Athletes have recently decided to speak on the violence, even during the week of the ESPY Awards, a time of recognition for pro and amateur athletes.
“These guys now, they travel from coast-to-coast helping each other out with their different charitable foundations,” said former New England Patriots wide receiver Troy Brown. “Their games are so visible and their faces are so noticeable.”
At the beginning of the ESPY Awards, NBA All-Stars Chris Paul, Carmelo Anthony, Dwyane Wade and LeBron James made a statement, encouraging people to stop gun violence.
“We cannot ignore the realities of the current state of America,” said Anthony. “The events of the past week have put a spotlight on the injustice, distrust, and anger that plague so many of us.”
On July 12, Paul received the Sports Humanitarian of the Year Award for the efforts of the Chris Paul Family Foundation to help marginalized communities and the Nathaniel Jones Scholarship Fund.
“We stand here tonight accepting our role in uniting communities to be the change we need to see,” he said to the crowd at the ESPYS. “Generations ago, legends like Jesse Owens, Jackie Robinson, Muhammad Ali…Aurther Ashe and countless others, they set a model on what athletes should stand for, so we choose to follow in their footsteps.”
The University of Missouri football team was also honored with the Stuart Scott Enspire Award for their boycott to stop extreme racial tensions on the campus.
“It’s imperative for athletes to understand that their resources are far more invaluable than our resources, the average everyday citizen,” said ESPN broadcaster Cari Champion on the Sports Humanitarian of the Year red carpet. “They have to give back, they have to speak out. To whom much is given, much is required; I believe that with all of my heart.”
The ESPYS continued to address the gun violence by awarding late high school football player Zaevion Dobson with the Arthur Ashe Courage Award. Dodson was killed last December while shielding two female friends from gunfire.
“All the athletes in this room — you have a lot of power. People look up to you. I know Zaevion did,” said Dobson’s mother, Zenobia after accepting the award on his behalf. “I urge you to think tonight about why he died and what you can do tomorrow to prevent the next innocent young man or woman from being lost as well.”

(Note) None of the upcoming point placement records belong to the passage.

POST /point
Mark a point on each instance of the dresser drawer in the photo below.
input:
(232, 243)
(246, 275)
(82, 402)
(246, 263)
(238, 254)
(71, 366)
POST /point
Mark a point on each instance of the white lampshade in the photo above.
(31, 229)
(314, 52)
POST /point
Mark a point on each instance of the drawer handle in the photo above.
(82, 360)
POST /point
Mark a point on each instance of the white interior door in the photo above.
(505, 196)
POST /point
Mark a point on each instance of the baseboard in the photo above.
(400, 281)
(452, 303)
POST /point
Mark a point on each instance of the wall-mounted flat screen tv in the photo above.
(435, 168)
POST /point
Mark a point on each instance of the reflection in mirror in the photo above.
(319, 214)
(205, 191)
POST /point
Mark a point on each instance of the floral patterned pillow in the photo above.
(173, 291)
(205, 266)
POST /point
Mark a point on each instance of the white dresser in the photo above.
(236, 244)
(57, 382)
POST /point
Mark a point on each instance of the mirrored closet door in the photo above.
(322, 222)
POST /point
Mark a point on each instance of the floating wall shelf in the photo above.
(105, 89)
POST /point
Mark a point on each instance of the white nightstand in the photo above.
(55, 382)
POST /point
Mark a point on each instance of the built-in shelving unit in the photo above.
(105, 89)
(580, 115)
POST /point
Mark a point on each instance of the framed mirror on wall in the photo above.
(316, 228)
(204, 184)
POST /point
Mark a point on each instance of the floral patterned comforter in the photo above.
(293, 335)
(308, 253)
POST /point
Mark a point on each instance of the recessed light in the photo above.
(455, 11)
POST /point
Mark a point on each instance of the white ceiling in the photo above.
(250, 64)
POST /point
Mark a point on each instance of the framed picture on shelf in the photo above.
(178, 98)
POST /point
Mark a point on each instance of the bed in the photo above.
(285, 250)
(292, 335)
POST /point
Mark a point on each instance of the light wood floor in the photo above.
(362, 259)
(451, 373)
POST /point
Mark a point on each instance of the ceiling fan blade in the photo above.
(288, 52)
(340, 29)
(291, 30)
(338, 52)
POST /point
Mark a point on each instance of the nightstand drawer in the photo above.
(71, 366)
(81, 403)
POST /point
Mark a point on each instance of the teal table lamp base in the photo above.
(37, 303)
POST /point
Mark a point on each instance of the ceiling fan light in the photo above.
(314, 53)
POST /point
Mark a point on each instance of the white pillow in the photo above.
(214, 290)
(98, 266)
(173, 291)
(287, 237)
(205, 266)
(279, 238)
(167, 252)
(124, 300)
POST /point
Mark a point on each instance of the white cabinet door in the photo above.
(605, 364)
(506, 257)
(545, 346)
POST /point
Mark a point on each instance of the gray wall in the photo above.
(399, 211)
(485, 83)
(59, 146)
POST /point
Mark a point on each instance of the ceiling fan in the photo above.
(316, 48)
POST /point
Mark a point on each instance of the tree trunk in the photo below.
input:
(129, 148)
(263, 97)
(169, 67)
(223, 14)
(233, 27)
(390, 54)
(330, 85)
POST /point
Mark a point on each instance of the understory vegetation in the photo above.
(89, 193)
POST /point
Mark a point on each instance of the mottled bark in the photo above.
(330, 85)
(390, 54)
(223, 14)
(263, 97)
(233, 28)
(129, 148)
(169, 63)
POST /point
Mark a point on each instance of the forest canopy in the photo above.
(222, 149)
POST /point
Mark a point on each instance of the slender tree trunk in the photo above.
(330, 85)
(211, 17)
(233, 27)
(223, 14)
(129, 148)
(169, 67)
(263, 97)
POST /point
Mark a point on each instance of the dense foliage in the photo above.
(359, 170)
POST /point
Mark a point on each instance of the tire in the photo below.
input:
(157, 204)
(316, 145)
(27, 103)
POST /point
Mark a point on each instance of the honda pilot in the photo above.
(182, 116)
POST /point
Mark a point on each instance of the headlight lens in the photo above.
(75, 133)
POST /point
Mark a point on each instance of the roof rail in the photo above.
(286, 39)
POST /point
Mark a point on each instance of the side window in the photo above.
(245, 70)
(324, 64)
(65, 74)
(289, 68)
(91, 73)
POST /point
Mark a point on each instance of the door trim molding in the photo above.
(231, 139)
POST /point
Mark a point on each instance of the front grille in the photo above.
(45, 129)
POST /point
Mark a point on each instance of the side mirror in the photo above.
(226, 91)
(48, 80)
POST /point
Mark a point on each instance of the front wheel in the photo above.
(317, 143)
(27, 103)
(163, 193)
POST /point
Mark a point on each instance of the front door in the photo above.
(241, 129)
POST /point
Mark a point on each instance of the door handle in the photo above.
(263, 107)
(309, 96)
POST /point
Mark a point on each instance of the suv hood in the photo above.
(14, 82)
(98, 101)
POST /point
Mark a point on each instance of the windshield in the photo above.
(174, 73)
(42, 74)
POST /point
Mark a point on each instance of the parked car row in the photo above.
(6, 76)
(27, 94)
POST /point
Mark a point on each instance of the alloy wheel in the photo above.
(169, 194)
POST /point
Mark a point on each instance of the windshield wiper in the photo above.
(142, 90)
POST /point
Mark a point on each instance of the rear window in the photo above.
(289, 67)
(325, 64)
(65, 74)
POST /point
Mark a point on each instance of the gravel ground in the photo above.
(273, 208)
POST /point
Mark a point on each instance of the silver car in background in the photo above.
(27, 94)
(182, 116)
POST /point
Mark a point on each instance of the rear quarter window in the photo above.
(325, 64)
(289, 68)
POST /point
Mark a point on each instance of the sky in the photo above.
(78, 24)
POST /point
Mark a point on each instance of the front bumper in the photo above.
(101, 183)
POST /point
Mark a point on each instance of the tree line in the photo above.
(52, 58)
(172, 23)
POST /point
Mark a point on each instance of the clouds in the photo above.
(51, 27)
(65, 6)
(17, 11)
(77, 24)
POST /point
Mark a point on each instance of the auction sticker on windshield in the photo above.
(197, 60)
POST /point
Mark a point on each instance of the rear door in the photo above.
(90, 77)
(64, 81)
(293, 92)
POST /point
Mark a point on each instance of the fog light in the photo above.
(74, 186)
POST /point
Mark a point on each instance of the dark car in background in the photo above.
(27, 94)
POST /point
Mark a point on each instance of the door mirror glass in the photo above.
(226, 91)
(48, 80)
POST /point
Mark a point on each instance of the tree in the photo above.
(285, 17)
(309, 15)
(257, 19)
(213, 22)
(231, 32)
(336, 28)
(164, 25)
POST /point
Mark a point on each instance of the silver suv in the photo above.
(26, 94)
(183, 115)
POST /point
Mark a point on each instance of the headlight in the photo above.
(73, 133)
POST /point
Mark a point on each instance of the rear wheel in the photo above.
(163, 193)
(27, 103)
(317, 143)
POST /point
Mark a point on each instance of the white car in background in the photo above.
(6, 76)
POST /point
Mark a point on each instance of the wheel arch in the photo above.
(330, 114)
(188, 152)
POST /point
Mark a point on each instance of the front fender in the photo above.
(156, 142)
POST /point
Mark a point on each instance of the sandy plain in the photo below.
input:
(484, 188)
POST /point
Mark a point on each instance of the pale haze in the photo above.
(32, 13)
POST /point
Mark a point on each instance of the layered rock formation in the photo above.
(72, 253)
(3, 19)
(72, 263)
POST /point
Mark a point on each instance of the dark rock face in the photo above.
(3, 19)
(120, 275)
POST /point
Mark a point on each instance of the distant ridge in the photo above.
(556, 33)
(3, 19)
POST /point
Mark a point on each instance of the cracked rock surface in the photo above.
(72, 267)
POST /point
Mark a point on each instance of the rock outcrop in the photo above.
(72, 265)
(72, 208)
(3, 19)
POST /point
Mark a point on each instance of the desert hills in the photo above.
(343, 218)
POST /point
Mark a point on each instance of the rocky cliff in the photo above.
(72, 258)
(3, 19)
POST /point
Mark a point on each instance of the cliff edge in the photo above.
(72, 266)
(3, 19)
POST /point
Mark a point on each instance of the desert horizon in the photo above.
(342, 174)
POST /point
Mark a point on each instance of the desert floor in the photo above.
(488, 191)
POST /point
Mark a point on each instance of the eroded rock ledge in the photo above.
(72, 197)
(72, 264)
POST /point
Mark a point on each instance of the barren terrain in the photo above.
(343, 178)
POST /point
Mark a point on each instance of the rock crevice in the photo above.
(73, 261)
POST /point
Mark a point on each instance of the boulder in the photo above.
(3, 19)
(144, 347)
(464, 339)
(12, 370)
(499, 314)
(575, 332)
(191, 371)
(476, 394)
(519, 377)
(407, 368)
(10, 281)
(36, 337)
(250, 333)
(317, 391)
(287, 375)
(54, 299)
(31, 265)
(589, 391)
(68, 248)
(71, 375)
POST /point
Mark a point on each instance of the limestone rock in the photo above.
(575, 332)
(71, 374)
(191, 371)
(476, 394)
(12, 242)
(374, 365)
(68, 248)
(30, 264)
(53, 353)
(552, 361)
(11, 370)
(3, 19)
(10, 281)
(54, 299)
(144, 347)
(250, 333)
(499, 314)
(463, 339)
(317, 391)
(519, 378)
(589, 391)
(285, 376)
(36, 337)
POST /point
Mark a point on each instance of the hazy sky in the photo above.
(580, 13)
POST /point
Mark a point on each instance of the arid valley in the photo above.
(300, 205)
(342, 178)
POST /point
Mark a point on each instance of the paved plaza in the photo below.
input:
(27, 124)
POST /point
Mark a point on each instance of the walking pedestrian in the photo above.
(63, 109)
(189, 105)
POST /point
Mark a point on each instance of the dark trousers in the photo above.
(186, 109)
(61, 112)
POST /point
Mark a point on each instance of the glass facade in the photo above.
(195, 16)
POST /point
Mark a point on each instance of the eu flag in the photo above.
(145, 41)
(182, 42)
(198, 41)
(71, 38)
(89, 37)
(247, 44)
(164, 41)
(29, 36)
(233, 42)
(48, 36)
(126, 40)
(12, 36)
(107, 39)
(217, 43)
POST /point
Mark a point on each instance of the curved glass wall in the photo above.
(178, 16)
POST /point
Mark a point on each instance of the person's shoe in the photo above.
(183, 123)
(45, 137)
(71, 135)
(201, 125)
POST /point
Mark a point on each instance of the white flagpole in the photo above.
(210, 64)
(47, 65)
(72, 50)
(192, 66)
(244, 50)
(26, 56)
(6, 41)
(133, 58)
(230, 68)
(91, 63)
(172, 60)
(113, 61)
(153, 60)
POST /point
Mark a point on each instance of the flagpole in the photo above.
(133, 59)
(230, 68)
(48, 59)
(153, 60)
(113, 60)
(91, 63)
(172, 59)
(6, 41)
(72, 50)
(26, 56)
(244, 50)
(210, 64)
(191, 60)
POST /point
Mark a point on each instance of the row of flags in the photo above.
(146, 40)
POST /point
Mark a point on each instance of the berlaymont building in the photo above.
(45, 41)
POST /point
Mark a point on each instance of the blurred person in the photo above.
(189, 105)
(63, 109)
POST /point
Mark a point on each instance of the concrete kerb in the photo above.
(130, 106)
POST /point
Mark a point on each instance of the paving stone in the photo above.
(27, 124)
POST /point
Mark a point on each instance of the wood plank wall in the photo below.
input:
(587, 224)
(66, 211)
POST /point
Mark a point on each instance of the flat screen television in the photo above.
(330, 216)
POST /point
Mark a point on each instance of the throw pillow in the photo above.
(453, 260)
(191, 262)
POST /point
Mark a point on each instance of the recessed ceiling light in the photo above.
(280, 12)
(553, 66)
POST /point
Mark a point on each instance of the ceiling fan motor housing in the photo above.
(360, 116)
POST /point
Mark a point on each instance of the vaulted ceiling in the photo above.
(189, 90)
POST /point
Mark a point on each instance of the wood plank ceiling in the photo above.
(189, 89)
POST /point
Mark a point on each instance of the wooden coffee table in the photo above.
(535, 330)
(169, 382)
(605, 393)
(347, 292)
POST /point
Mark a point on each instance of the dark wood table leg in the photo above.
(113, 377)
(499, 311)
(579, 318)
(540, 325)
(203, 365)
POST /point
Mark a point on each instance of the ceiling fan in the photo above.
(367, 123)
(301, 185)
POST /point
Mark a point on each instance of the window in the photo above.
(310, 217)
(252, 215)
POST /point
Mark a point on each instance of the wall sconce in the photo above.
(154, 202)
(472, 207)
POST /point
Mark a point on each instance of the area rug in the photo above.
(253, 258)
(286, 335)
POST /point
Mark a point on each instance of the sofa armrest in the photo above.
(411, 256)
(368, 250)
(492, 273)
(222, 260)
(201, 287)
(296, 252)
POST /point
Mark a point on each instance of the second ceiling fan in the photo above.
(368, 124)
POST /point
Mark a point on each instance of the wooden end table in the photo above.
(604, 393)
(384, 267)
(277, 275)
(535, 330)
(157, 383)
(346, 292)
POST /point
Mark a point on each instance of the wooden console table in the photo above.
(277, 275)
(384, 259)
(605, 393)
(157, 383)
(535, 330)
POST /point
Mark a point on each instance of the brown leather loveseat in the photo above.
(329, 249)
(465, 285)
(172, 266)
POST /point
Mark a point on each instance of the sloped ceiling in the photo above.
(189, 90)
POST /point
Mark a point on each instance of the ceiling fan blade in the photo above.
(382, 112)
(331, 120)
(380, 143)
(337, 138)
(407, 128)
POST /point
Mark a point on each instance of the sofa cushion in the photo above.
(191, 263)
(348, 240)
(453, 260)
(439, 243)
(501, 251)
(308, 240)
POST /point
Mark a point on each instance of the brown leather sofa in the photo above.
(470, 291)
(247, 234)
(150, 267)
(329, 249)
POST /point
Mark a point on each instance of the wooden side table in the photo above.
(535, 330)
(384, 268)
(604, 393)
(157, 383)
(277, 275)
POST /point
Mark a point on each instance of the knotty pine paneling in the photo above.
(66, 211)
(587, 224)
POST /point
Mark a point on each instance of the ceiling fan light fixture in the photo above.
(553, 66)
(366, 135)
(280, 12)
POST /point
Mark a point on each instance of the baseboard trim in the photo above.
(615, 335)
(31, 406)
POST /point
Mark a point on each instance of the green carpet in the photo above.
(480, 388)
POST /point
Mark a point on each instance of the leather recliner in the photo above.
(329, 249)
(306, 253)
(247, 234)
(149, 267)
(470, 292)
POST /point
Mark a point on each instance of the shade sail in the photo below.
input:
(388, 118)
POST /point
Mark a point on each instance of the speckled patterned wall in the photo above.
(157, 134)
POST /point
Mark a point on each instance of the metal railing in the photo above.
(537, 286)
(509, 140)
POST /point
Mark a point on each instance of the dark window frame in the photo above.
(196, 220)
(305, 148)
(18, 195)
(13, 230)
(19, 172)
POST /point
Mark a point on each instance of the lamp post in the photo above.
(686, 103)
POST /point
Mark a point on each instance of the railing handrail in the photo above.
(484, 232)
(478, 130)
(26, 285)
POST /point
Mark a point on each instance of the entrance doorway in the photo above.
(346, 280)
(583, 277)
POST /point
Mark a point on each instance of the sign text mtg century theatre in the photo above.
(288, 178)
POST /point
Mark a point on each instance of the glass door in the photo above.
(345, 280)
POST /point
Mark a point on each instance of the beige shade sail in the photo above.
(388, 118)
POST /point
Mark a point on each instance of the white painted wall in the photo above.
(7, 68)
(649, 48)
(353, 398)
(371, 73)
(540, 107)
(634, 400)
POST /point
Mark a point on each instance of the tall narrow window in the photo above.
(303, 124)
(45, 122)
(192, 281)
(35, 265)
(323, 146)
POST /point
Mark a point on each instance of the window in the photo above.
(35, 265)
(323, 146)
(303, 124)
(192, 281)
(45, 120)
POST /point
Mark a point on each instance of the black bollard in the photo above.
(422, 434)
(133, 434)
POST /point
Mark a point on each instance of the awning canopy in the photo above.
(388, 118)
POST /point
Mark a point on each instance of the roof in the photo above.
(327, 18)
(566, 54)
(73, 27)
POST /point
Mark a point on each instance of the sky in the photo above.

The stances that athletes have taken have been treated with admiration, but have also been treated with disapproval.
In their July 6 game against the Dallas Wings, the Minnesota Lynx wore black warm-up shirts that stated “The change starts with us—Justice and Accountability” on the front and referred to the victims on the back. Team captains remarked on the violent events during a pregame press conference.
The shirts offended four off-duty police officers who were working as security guards at the game and they walked off the job.
The New York Liberty also wore black warmup shirts on July 10 with #BlackLives Matter and #Dallas5 on the front and a blank hashtag on the back. The Liberty will continue to support the Black Lives Matter movement by wearing black t-shirts, but they decided to go without the hashtags.
Tragedy and accolades have caused athletes to point out the disparities that continue to haunt America.